Harvest is the alternative I’d recommend if you’ve outgrown basic billing. It does a great job of tying time, reports, expenses, and invoicing tightly together. It’s also lightweight and easy to use. 

Alongside robust time tracking, it also includes an invoicing tool (so it’s especially well-suited to companies providing billable services). However, it is more limited in scope than the platforms I looked at in the last section. If you’re looking for scheduling, payroll prep, or labor controls, you won’t find them here. 

I’d also note that, while Harvest is endlessly reliable, it can sometimes feel dated. It doesn’t offer GPS and it has no official API. 

Pricing

Harvest’s free plan is for one seat and two projects, while Teams starts at $9 per seat per month on annual billing. The included feature set covers unlimited seats, time tracking, team reporting, invoicing, and accounting/payment integrations. At the Enterprise level ($13 per month per user), you get access to profitability reporting, timesheet approvals, and custom onboarding support for 50+ seats. 

While the free plan can work well for micro operations, the paid tiers are a little expensive; the per-user charges are comparable to those levied by the all-in-one platforms covered in the last section. 

Hubstaff

hubstaff

Hubstaff’s key selling point is its insight into how work happens. Alongside conventional time tracking, Hubstaff includes attendance and time-off tracking, app and URL usage insights, information about activity levels, and wider workforce analytics.

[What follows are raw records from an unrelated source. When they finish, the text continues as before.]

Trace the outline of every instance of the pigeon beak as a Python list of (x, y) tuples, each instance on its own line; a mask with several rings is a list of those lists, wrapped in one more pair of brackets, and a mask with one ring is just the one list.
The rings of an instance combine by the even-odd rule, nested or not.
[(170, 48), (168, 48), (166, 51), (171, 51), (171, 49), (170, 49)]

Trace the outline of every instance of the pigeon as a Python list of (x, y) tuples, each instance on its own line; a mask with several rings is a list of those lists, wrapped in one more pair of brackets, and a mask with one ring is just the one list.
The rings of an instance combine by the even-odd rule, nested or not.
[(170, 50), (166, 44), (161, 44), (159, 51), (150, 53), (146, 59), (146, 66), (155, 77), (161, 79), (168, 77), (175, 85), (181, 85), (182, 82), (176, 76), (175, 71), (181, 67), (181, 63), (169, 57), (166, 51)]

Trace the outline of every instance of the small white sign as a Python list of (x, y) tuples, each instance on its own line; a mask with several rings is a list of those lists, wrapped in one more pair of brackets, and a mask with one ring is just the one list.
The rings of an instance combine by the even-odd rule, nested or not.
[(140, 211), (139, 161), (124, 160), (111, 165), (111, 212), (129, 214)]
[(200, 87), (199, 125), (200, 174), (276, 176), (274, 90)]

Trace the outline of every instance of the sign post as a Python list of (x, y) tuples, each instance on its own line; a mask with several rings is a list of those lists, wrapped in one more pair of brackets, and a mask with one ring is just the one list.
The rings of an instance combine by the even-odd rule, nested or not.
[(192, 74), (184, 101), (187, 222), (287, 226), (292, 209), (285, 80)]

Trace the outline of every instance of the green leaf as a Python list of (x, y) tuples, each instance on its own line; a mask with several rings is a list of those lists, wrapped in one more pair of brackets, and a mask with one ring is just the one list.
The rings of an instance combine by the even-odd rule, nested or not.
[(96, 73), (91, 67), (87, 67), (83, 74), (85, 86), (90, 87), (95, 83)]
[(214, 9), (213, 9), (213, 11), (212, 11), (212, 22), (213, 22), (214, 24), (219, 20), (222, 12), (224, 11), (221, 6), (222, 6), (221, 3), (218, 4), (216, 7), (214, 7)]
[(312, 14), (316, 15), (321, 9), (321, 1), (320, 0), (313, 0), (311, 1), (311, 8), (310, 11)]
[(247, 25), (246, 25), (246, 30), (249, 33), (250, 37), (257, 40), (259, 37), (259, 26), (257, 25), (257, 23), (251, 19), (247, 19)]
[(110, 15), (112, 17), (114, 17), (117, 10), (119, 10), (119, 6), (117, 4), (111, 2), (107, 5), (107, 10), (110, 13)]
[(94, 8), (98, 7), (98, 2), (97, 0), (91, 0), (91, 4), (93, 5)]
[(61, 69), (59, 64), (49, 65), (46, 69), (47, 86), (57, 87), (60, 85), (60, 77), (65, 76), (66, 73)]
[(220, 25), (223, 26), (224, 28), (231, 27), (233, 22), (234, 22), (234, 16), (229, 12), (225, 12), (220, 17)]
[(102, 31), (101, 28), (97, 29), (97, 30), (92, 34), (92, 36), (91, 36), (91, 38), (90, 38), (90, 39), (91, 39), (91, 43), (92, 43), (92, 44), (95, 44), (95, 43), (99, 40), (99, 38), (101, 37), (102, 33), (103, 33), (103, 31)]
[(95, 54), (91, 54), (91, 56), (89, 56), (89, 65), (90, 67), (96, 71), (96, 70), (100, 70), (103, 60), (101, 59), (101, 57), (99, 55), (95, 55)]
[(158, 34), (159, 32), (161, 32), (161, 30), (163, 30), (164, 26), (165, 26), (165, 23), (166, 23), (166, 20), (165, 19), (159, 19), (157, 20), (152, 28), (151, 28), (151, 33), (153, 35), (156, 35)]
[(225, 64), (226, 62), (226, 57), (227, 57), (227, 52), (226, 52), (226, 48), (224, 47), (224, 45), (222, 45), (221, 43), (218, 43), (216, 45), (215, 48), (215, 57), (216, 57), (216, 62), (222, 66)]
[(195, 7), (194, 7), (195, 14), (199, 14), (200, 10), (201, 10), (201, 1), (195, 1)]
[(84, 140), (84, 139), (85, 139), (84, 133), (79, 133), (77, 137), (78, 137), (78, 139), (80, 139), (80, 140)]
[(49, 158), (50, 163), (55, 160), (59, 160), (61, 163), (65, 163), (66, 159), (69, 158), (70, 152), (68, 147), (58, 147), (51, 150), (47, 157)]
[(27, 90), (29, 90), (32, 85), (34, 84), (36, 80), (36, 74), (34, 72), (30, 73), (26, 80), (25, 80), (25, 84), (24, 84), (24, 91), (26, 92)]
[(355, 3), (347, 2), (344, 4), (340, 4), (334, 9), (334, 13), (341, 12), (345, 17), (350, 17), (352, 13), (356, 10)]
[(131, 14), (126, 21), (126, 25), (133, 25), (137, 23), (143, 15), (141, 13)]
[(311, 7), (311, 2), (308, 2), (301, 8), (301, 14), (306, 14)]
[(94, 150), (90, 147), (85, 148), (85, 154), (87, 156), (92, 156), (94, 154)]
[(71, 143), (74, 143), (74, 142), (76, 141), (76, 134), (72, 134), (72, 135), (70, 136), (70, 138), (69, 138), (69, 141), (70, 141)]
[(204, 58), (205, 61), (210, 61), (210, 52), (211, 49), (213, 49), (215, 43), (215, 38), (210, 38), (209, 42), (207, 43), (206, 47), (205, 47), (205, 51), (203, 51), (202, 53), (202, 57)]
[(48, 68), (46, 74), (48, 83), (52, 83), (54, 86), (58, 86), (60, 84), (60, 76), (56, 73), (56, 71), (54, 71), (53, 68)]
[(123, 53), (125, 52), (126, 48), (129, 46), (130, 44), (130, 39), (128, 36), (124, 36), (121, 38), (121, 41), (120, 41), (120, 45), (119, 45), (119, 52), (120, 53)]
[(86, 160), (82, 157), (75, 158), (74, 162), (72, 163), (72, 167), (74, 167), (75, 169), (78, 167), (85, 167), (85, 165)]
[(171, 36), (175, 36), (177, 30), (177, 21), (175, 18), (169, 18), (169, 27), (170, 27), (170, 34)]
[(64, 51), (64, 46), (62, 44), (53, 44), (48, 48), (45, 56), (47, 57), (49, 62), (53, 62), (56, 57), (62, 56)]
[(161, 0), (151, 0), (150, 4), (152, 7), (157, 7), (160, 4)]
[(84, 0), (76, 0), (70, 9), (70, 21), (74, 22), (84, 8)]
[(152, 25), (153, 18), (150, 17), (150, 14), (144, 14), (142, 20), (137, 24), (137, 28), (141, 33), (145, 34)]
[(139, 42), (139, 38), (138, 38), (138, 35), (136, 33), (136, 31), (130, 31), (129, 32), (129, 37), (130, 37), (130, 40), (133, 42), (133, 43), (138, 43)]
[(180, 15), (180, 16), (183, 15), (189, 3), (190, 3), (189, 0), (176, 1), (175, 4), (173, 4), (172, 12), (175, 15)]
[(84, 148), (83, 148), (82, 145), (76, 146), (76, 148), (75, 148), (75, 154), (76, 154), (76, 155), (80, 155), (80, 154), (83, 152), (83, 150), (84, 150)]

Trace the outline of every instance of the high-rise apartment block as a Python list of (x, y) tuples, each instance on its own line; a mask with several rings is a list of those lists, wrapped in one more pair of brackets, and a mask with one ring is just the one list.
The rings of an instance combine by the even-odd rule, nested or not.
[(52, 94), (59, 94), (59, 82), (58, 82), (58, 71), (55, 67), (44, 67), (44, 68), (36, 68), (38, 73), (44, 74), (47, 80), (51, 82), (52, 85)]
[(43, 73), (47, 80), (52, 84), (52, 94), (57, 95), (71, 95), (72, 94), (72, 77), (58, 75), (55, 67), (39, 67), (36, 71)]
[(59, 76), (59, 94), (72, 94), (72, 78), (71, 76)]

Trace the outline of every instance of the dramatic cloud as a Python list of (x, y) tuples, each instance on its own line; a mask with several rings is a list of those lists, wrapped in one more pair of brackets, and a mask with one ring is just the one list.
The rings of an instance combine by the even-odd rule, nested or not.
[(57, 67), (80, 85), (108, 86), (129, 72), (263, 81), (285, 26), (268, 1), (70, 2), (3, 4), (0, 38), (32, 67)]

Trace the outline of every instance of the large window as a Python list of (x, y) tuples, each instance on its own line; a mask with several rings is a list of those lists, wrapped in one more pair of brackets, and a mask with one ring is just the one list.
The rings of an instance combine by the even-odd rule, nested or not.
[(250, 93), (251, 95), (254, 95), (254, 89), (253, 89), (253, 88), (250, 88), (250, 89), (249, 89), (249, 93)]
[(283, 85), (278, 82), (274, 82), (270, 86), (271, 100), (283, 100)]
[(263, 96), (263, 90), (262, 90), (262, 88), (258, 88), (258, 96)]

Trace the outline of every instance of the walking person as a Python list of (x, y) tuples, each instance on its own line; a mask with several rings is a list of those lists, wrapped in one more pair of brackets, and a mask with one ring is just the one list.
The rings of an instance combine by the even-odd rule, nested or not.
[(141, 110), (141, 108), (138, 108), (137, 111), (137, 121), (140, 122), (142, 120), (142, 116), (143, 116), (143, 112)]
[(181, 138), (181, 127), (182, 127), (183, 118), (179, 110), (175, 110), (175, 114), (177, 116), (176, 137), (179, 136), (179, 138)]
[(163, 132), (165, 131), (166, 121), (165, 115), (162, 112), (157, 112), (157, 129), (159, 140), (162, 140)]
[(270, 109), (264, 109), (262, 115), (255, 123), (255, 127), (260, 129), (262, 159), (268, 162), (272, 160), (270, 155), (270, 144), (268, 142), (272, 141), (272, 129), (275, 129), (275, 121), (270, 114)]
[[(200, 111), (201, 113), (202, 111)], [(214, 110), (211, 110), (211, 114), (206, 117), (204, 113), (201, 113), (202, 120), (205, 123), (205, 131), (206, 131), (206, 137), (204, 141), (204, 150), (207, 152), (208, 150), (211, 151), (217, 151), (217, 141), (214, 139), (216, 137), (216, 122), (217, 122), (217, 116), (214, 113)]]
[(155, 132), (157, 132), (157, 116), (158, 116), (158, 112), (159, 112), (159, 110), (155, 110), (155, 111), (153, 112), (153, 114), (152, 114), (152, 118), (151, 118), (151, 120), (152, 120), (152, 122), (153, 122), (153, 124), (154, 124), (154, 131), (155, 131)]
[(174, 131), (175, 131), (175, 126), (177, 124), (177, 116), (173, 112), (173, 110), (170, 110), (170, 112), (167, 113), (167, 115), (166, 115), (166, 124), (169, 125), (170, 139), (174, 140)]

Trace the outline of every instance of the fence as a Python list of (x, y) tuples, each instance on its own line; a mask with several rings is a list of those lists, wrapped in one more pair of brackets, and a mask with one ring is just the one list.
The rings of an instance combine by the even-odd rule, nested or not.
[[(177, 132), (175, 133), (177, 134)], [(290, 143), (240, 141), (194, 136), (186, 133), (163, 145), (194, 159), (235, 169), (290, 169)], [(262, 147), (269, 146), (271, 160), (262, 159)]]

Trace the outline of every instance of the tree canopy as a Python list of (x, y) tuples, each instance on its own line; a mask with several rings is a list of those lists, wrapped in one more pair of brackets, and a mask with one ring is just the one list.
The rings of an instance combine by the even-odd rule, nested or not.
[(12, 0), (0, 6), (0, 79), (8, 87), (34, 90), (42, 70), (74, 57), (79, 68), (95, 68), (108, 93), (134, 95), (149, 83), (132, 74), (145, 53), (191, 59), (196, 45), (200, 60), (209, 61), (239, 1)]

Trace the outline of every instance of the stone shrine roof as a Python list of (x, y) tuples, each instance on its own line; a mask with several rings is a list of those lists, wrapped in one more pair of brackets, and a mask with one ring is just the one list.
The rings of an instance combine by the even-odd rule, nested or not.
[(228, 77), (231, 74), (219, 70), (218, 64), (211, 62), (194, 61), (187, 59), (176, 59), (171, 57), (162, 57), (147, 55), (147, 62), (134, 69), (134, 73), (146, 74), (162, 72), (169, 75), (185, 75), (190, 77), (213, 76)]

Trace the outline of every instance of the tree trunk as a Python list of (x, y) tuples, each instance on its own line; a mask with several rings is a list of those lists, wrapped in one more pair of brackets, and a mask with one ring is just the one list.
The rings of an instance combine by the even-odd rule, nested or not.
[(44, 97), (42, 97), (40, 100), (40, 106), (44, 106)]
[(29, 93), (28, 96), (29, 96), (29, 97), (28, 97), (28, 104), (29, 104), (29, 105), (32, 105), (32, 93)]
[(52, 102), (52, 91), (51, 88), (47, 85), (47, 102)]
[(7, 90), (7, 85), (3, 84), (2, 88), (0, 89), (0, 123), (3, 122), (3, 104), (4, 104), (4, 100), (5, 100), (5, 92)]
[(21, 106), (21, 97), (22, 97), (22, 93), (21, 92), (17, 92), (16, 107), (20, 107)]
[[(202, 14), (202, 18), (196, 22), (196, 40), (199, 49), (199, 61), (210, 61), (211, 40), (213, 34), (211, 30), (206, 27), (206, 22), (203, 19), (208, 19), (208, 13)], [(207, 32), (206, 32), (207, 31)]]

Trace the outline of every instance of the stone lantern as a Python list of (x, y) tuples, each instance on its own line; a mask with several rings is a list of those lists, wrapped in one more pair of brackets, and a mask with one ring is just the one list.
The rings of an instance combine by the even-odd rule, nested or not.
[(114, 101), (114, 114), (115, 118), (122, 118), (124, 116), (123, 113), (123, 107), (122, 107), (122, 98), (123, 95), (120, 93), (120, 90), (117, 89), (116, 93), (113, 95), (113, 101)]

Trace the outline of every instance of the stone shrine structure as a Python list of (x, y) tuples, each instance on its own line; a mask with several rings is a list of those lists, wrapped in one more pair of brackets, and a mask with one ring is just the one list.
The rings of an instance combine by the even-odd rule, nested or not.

Unfortunately, this is a double-edged sword. If you only need a better way to track hours and prep payroll, Hubstaff can feel like a lot of surveillance. Unless you have an obvious and practical need for the level of monitoring Hubstaff offers, your team may find it intrusive. 

If you’re determined to analyze your team’s productivity at a granular level, Hubstaff is great. Otherwise, you probably won’t need it. 

Pricing

The Starter plan costs $4.99 per seat per month, but this limits almost every important function. Bigger/busier teams will probably land on either the Grow plan ($7.50 per seat per month) or the Team plan ($10 per user per month). The Enterprise plan ($25 per seat per month, unless you go for a custom plan) ensures compliance with standards like HIPAA and SOC-2 Type II.

What’s the Verdict?

While I’ve written a lot about Clockify’s shortcomings in this article, I should stress that I still think it’s a valuable tool. It’s excellent at capturing time, and its paid tiers offer a lot of useful add-ons (invoicing, time off, scheduling, etc.). However, as teams grow, reporting needs become more demanding and detailed inputs for schedule plans start to really matter. At this point, Clockify will feel limited. 

I’d recommend Homebase as the leading pick for small to medium construction and field businesses. It’s the platform in this group that most cleanly connects scheduling, labor controls, and team communication inside a single workflow. Plus, its free tier and per-location charging model means it can provide great value for money. 

The rest of the list still has clear best-fit cases. I’d pick:

  • Deputy for more sophisticated scheduling and demand-based labour planning; 
  • QuickBooks Time for companies already using the QuickBooks ecosystem; 
  • Connecteam for mobile deskless operations that need forms and workflow tools; 
  • Harvest for agencies and consultancies that bill by time; and 
  • Hubstaff for remote teams that explicitly want stronger monitoring and productivity analytics.